Tracking Candida auris
March 7, 2019: Case Count Updated as of January 31, 2019
Candida auris is an emerging fungus that presents a serious global health threat. C. auris causes severe illness in hospitalized patients in several countries, including the United States. Patients can remain colonized with C. auris for a long time and C. auris can persist on surfaces in healthcare environments. This can result in spread of C. auris between patients in healthcare facilities.
Most C. auris cases in the United States have been detected in the New York City area, New Jersey, and the Chicago area. Strains of C. auris in the United States have been linked to other parts of the world. U.S. C. auris cases are a result of inadvertent introduction into the United States from a patient who recently received healthcare in a country where C. auris has been reported or a result of local spread after such an introduction.
Candida auris was made nationally notifiable at the 2018 Council for State and Territorial Epidemiologists (CSTE) Annual Conference. For the updated case definition and information on the nationally notifiable condition status, please see the 2018 CSTE position statement Cdc-pdf[PDF – 16 pages]External.
Cases reported prior to 2019 are categorized by the state where the specimen was collected. Cases reported in 2019 are categorized by the patient’s state of residence to reflect the standards of the Nationally Notifiable Disease Surveillance System. Most probable cases were identified when laboratories with current cases of C. auris reviewed past microbiology records for C. auris. Isolates were not available for confirmation. Early detection of C. auris is essential for containing its spread in healthcare facilities.
Clinical cases of Candida auris reported by U.S. states, as of January 31, 2019
|State||Number and type of clinical Candida auris cases reported|
Beyond the clinical case counts reported above, an additional 1020 patients have been found to be colonized with C. auris by targeted screening in seven states with clinical cases.
CDC will update case counts monthly.
Cases are classified according to definitions established by the Council of State and Territorial Epidemiologists Cdc-pdf[PDF – 13 pages]External. Clinical cases are based on cultures or culture-independent diagnostic testing from specimens collected during the course of clinical care for the purpose of diagnosing or treating disease. Confirmed clinical cases are those with isolates that have been confirmed as C. auris in the laboratory.
Cases are classified according to definitions established by the Council of State and Territorial Epidemiologists Cdc-pdf[PDF – 13 pages]External. Probable clinical cases are those with presumptive laboratory evidence and evidence of epidemiologic linkage (e.g., Candida haemulonii identified in a patient from a facility with other known C. auris cases, but the isolate was not available for confirmatory testing or has not yet undergone further testing).
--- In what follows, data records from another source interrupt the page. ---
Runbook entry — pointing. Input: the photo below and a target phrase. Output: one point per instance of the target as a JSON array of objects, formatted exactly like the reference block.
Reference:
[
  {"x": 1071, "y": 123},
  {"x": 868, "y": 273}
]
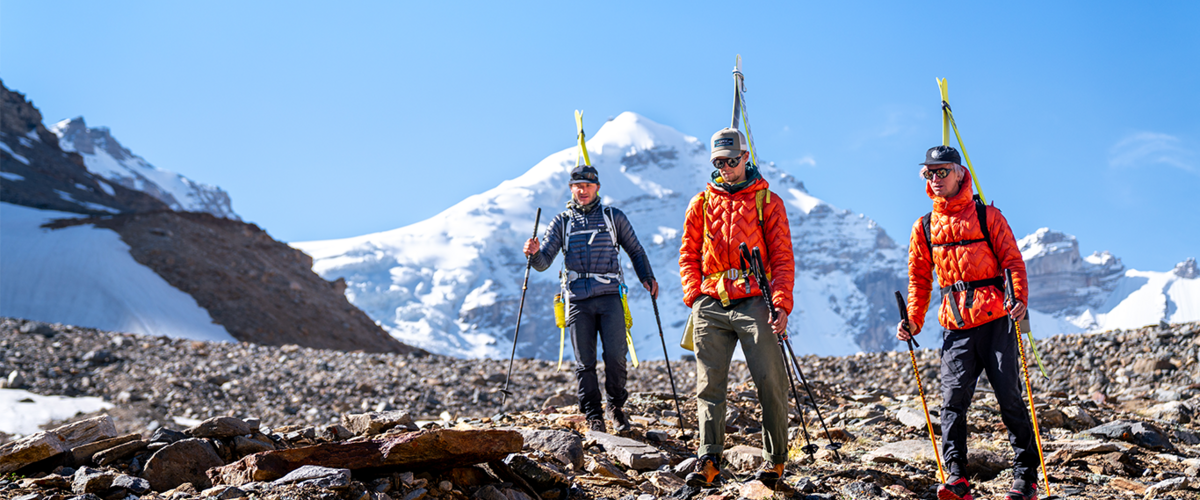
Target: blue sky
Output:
[{"x": 337, "y": 119}]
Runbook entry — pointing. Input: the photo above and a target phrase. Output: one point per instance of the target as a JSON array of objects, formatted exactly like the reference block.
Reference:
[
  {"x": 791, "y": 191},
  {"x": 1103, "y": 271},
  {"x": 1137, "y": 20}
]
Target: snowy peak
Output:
[
  {"x": 1187, "y": 269},
  {"x": 1061, "y": 281},
  {"x": 106, "y": 157},
  {"x": 451, "y": 283}
]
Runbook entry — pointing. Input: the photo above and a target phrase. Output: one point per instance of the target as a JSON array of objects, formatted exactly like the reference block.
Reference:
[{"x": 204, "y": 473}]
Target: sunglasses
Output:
[
  {"x": 585, "y": 176},
  {"x": 941, "y": 173},
  {"x": 726, "y": 162}
]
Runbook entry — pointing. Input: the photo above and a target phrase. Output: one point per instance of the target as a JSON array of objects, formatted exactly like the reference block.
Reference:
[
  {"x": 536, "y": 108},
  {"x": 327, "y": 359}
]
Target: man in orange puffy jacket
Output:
[
  {"x": 970, "y": 246},
  {"x": 726, "y": 305}
]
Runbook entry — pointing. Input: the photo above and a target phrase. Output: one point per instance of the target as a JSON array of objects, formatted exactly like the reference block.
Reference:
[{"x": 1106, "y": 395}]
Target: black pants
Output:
[
  {"x": 989, "y": 348},
  {"x": 603, "y": 315}
]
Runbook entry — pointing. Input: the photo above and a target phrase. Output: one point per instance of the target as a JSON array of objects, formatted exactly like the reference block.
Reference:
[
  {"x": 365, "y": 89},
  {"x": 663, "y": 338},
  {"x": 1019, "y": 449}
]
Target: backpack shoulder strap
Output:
[
  {"x": 982, "y": 212},
  {"x": 929, "y": 239}
]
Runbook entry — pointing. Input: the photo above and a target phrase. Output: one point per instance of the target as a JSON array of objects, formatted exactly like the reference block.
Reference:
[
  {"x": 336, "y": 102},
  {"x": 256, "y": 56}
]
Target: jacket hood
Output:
[
  {"x": 959, "y": 200},
  {"x": 750, "y": 187}
]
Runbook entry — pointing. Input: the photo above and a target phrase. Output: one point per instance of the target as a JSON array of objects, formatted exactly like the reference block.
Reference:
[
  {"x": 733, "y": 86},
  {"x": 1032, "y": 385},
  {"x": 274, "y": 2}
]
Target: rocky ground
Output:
[{"x": 1116, "y": 416}]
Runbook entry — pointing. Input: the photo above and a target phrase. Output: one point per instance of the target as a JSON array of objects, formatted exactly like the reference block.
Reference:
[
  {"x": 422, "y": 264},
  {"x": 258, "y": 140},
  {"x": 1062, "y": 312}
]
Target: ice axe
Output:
[
  {"x": 933, "y": 439},
  {"x": 525, "y": 285}
]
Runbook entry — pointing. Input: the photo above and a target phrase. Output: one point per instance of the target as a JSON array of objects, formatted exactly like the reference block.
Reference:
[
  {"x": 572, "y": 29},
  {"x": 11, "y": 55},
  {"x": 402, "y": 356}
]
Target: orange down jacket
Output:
[
  {"x": 717, "y": 222},
  {"x": 954, "y": 220}
]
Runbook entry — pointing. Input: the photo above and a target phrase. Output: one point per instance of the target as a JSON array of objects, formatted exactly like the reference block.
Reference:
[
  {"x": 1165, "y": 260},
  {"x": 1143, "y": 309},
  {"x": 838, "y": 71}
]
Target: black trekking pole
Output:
[
  {"x": 666, "y": 356},
  {"x": 912, "y": 355},
  {"x": 760, "y": 272},
  {"x": 763, "y": 287},
  {"x": 525, "y": 285}
]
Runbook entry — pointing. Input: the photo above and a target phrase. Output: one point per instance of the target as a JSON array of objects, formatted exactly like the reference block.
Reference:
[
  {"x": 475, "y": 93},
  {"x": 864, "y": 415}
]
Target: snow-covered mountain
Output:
[
  {"x": 1098, "y": 293},
  {"x": 108, "y": 158},
  {"x": 451, "y": 283}
]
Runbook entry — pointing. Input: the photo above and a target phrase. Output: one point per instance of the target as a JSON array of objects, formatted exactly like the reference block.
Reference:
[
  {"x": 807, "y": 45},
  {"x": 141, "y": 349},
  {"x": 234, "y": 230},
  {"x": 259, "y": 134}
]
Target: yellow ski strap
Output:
[
  {"x": 583, "y": 145},
  {"x": 948, "y": 119}
]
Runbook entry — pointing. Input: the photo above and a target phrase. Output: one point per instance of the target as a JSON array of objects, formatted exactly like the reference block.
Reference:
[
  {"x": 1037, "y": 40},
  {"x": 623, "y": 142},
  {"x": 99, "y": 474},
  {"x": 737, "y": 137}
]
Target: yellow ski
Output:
[
  {"x": 947, "y": 124},
  {"x": 583, "y": 145}
]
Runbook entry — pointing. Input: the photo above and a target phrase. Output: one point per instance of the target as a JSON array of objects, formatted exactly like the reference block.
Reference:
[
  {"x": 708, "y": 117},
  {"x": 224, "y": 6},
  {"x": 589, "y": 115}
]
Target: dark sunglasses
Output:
[
  {"x": 941, "y": 173},
  {"x": 726, "y": 162},
  {"x": 585, "y": 176}
]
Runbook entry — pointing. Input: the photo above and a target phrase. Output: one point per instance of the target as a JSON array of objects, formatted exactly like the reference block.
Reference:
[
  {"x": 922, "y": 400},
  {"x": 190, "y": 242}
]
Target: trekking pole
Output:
[
  {"x": 933, "y": 439},
  {"x": 833, "y": 446},
  {"x": 763, "y": 288},
  {"x": 1011, "y": 296},
  {"x": 666, "y": 356},
  {"x": 525, "y": 285}
]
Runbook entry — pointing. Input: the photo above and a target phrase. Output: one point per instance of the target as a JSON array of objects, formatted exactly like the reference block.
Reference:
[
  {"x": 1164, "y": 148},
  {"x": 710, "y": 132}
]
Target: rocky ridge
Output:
[{"x": 1117, "y": 414}]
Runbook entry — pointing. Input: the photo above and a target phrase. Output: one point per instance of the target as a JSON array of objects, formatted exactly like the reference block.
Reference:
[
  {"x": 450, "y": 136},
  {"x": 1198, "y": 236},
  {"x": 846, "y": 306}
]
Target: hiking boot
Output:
[
  {"x": 769, "y": 474},
  {"x": 1023, "y": 489},
  {"x": 957, "y": 488},
  {"x": 619, "y": 420},
  {"x": 706, "y": 474}
]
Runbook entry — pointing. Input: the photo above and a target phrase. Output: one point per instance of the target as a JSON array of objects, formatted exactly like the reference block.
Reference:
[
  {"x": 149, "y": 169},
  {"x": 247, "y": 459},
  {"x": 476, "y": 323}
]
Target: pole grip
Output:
[
  {"x": 904, "y": 317},
  {"x": 1009, "y": 294}
]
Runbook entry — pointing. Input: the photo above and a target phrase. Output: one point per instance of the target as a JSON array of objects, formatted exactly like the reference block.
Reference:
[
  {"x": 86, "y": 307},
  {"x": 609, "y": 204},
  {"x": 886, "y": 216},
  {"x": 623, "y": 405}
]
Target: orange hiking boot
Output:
[
  {"x": 706, "y": 474},
  {"x": 957, "y": 488}
]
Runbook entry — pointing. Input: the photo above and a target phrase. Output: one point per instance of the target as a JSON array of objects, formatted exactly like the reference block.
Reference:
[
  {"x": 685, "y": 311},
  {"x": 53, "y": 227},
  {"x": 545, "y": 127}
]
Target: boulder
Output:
[
  {"x": 757, "y": 491},
  {"x": 743, "y": 458},
  {"x": 88, "y": 480},
  {"x": 244, "y": 446},
  {"x": 863, "y": 491},
  {"x": 907, "y": 450},
  {"x": 634, "y": 455},
  {"x": 376, "y": 422},
  {"x": 535, "y": 475},
  {"x": 219, "y": 427},
  {"x": 442, "y": 449},
  {"x": 163, "y": 434},
  {"x": 567, "y": 446},
  {"x": 136, "y": 486},
  {"x": 82, "y": 455},
  {"x": 916, "y": 419},
  {"x": 119, "y": 452},
  {"x": 181, "y": 462},
  {"x": 321, "y": 476},
  {"x": 40, "y": 446}
]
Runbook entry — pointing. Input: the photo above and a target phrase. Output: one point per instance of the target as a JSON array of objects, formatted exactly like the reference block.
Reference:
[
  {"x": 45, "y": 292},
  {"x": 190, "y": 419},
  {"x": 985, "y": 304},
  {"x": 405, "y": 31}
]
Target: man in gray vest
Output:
[{"x": 589, "y": 235}]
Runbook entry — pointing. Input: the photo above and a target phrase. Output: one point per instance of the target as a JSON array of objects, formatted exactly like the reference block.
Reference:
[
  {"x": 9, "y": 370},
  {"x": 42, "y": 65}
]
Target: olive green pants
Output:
[{"x": 717, "y": 335}]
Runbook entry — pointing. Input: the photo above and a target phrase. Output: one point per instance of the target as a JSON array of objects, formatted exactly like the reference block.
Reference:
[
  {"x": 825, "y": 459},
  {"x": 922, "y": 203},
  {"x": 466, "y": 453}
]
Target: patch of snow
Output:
[
  {"x": 106, "y": 157},
  {"x": 85, "y": 276},
  {"x": 9, "y": 150},
  {"x": 67, "y": 197},
  {"x": 451, "y": 283},
  {"x": 23, "y": 411}
]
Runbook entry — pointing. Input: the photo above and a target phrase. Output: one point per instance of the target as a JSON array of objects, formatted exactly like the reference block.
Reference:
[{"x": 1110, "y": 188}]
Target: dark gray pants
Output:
[
  {"x": 604, "y": 315},
  {"x": 989, "y": 348}
]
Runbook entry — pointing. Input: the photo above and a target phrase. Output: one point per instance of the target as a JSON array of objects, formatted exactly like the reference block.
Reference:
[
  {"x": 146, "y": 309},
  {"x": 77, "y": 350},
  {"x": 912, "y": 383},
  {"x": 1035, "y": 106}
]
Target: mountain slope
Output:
[
  {"x": 451, "y": 283},
  {"x": 108, "y": 158},
  {"x": 139, "y": 266},
  {"x": 1098, "y": 293}
]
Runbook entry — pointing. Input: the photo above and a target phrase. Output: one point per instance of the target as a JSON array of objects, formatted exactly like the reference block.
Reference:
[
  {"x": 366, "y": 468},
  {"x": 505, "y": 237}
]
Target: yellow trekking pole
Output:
[
  {"x": 948, "y": 119},
  {"x": 1011, "y": 295},
  {"x": 921, "y": 390}
]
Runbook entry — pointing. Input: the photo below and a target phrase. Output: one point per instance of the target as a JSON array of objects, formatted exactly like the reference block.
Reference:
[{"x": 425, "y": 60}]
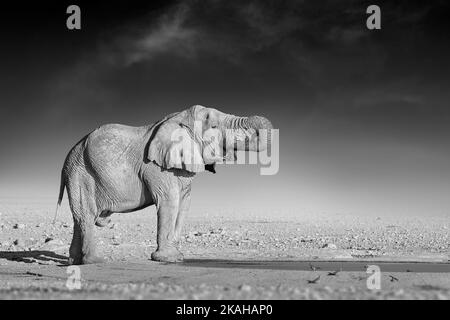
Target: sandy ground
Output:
[{"x": 228, "y": 256}]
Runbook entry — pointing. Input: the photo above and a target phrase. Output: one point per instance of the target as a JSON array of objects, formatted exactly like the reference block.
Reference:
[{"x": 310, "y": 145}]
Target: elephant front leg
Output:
[
  {"x": 185, "y": 203},
  {"x": 167, "y": 251}
]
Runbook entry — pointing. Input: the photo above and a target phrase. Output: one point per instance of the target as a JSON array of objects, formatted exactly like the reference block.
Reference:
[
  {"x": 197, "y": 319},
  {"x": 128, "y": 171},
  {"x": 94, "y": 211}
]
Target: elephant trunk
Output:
[{"x": 256, "y": 129}]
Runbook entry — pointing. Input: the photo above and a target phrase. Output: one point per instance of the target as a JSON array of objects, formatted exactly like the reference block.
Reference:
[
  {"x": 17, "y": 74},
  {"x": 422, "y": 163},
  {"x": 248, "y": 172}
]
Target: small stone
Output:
[
  {"x": 5, "y": 244},
  {"x": 245, "y": 287}
]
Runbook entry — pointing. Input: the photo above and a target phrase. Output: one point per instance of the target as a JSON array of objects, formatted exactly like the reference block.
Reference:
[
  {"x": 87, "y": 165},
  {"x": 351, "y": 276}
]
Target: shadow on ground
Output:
[
  {"x": 34, "y": 256},
  {"x": 315, "y": 265}
]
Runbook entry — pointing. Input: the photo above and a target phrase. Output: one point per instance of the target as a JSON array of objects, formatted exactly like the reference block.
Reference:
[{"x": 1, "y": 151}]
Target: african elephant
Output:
[{"x": 119, "y": 168}]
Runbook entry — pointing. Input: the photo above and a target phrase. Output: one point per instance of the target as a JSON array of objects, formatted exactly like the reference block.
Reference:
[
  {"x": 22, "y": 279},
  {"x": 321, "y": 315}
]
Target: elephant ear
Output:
[{"x": 174, "y": 147}]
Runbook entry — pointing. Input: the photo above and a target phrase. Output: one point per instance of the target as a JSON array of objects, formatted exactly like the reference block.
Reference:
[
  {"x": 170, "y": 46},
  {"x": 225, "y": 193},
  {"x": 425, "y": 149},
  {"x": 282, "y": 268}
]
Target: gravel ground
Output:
[{"x": 33, "y": 255}]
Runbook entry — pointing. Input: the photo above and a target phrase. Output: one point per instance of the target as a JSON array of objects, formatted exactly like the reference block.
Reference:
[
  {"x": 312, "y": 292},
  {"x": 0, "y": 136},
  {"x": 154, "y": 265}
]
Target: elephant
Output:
[{"x": 118, "y": 168}]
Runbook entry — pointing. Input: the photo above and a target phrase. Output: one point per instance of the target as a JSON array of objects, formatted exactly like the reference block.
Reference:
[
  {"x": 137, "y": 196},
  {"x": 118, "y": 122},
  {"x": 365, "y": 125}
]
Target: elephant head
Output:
[{"x": 199, "y": 137}]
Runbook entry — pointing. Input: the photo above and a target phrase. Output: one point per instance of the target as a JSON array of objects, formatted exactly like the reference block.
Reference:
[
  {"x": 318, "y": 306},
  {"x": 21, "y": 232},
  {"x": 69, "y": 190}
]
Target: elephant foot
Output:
[
  {"x": 74, "y": 261},
  {"x": 102, "y": 222},
  {"x": 167, "y": 255},
  {"x": 92, "y": 259}
]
Certain laboratory methods commonly misidentify C. auris. Most frequently, C. auris is misidentified as C. haemulonii, though other misidentifications have occurred. CDC has developed identification, treatment, and infection control recommendations to help prevent the spread of C. auris.
Cases are classified according to definitions established by the Council of State and Territorial Epidemiologists Cdc-pdf[PDF – 13 pages]External. Screening is when swabs are collected from patients to determine whether or not they may unknowingly be carrying the organism somewhere on their bodies without signs of active infection. Colonization means that these patients are found to be carrying C. auris on their bodies, even though they are not sick with the infection. This targeted screening work was conducted as part of an effort to control the spread of C. auris.
CDC encourages all U.S. laboratories that identify C. auris to notify their state or local public health authorities and CDC at email@example.com. CDC is working closely with public health and healthcare partners to prevent and respond to C. auris infections. The CDC-sponsored Antibiotic Resistance Laboratory Network (ARLN) will help improve detection and response to C. auris nationwide.
- Single cases of C. auris have been reported from Austria, Belgium, Iran, Malaysia, the Netherlands, Norway, Russia, Switzerland, Taiwan, and the United Arab Emirates.
- Multiple cases of C. auris have been reported from Australia, Canada, China, Colombia, France, Germany, India, Israel, Japan, Kenya, Kuwait, Oman, Pakistan, Panama, Saudi Arabia, Singapore, South Africa, South Korea, Spain, the United Kingdom, the United States (primarily from the New York City area, New Jersey, and the Chicago area) and Venezuela; in some of these countries, extensive transmission of C. auris has been documented in more than one hospital.
- U.S. cases of C. auris have been found in patients who had recent stays in healthcare facilities in India, Kenya, Kuwait, Pakistan, South Africa, the United Arab Emirates, and Venezuela, which also have documented transmission.
- Other countries not highlighted on this map may also have undetected or unreported C. auris cases.